No, insisto. Si la opción es defender el bosque desde la mesa del bar o la tumbona de la playa, hagámoslo de otra forma. Abandonemos la inercia de buscar culpables en los que descargar nuestra frustración, la rutina de increpar a diestro y siniestro, el postureo en la web para maquillar nuestro escaso o nulo compromiso. Demostremos por una vez, en la defensa del bosque y su recuperación, que somos un pueblo capaz de sacrificio, disciplina y organización colectiva: cientos de miles de personas ya dispuestas para estar allí donde la isla nos requiera, en un esfuerzo vertebrado y también (de todo corazón lo deseo) sabiamente dirigido por quien corresponda.
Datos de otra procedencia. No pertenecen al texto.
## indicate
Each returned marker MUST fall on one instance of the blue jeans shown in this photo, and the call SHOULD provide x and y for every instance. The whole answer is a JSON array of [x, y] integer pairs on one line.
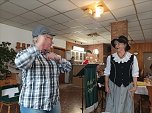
[[56, 109]]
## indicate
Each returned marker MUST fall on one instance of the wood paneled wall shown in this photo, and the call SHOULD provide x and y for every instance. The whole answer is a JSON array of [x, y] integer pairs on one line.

No se me ocurre otro modo de parar los pies a potenciales incendiarios.
Cada vez sabemos más de cuanto influye en la propagación de los incendios: el calor, la sequedad, los vientos, la deficiente limpieza de los bosques. Sin embargo, y por extraño que parezca, no es mucho lo que sabemos sobre cuanto facilita su producción intencionada.
Las razones de ese desconocimiento parecen obvias. Unas atañen a las dificultades de la investigación criminológica en general, cuyas muestras de estudio son por fuerza fragmentarias y sesgadas. Otras se nos antojan más específicas: los incendios intencionados son delitos tan fáciles de cometer como difíciles de investigar, por mucho que se especule sobre sus móviles. Obviaré los que obedecen a vendettas o a intereses mafiosos, para centrarme en los que se perpetran “porque sí”, de forma aparentemente gratuita.